Pilea peperomioides is a native of southwest China, specifically the Yunnan region. It’s known by many names, like the Chinese money plant and friendship plant.
Ever since Agnar Espegren, a Norwegian missionary, brought them back to Europe, they’ve become a big hit, particularly in the Nordic regions.
These cuties can make a plant-lover’s heart skip a beat with their vivid, succulent leaves that resemble ancient Chinese coins. It’s no surprise that many believe the they can bring wealth and good luck.
Chinese money plant is also an incredibly sharing plant, constantly sprouting little offshoots. Now, before you start worrying about overpopulation, let me tell you – these little ones are perfect for propagation! They can either be transplanted directly into soil or propagated in water. They root easily and quickly, and you can soon have another plant to share with your friend.
How to Propagate Chinese Money Plant
1) When to propagate
Once the new offshoot has about three to four leaves, preferably in spring or autumn, when the temperature is around 20°C.
2) What you’ll need
A clean, sharp knife, succulent soil, peat soil, a sand cushion, and a pot with drainage holes.
3) How to do it
Cut off the offshoot from the root or mother plant.
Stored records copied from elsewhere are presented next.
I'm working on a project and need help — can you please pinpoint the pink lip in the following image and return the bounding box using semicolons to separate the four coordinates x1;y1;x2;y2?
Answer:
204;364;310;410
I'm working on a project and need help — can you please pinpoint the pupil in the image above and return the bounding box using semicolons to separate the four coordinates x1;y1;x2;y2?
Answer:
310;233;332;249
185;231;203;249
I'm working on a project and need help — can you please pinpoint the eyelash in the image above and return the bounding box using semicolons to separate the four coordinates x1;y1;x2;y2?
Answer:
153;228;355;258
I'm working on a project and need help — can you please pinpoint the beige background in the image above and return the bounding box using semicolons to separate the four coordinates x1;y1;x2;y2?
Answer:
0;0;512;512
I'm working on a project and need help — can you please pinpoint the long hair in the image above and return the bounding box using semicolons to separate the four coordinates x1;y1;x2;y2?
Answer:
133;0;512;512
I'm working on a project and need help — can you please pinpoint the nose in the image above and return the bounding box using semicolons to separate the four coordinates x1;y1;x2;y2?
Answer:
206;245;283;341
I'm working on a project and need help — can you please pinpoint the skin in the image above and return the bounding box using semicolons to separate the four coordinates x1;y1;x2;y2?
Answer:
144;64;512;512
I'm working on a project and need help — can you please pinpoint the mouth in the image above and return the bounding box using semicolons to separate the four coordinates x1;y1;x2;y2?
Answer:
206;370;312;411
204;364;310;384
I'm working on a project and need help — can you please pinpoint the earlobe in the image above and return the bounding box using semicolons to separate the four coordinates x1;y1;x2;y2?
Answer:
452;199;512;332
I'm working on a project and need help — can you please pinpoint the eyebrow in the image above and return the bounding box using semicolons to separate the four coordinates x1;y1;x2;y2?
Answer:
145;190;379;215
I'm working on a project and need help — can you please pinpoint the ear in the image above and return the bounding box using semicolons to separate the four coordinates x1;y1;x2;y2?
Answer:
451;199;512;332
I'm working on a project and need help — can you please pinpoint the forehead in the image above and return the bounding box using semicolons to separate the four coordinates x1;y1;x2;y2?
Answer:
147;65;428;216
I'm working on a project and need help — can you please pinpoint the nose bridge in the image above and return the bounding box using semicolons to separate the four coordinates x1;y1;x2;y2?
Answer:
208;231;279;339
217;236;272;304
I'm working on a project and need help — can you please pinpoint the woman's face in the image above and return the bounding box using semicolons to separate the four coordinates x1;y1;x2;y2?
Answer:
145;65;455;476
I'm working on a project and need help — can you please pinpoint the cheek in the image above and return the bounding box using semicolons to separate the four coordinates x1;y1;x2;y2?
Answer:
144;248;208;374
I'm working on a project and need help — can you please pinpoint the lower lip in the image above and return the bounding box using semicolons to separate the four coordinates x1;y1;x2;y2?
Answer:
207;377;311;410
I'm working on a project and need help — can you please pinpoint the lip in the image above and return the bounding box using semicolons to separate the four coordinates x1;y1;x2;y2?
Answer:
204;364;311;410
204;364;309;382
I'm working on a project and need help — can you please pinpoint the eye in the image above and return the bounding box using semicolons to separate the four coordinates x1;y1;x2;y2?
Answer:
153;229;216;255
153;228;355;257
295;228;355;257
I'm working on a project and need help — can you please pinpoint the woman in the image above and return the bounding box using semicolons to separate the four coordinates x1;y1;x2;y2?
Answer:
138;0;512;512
If it already has roots, great! If not, no worries. It’ll grow roots quickly.
If you’re worried about its survival, you can start by water propagation – soaking the cut end of the offshoot in water about two to three centimeters deep. Place it in a well-lit, ventilated spot, changing the water every couple of days.
After about a week, you’ll see tiny white roots sprouting. When they’re about four to five centimeters long, transplant them into soil.
A soil mix of succulent soil and peat soil in a 1:2 ratio is ideal. Ensure the soil is loose and drains well. Add some slow-release fertilizer to the soil.
After potting, water it and keep it in a slightly shaded spot, maintaining slightly moist soil. Remember, no waterlogging!
For about ten days, keep the soil slightly moist. New roots will sprout from the base of the stems, after which you can gradually expose it to more light and care for it as you normally would.
The Day-to-Day Care
You can think of it as a modern, minimalist version of a grass bonsai. Now, let’s delve into the nuances of caring for it.
Chinese money plant thrives well on an east- or south-facing windowsill, where it gets some scattered light. Despite its shade tolerance, it grows faster with a little bit of light. If it doesn’t get enough light, its leaves darken and start drooping.
But you don’t want to scorch it in direct sunlight either – a bit of bright scattered light should do the trick. And since it’s a sun-loving plant, rotating it every few days will keep it from leaning towards one side.
As for watering, it can handle a slightly dry environment. It’s best to water it when the soil is dry up to about two knuckles deep. Water the plant thoroughly until it drains out from the bottom. If the leaves start to droop, it could be thirsty. Spray some water on the leaves, and then slowly water thoroughly.
Chinese money plant isn’t particularly needy, so there’s no need to go the extra mile to increase humidity.
When it comes to temperature, room temperature is usually perfect for Mirror Grass (15 — 25°C). But during winter, if you have the heater on, make sure to keep it away from the heat source to prevent leaf drop.
So there you have it! The story of Chinese Money Plant, a delightful little plant that adds a touch of charm, cheer, and perhaps even luck, to your indoor spaces. Happy planting!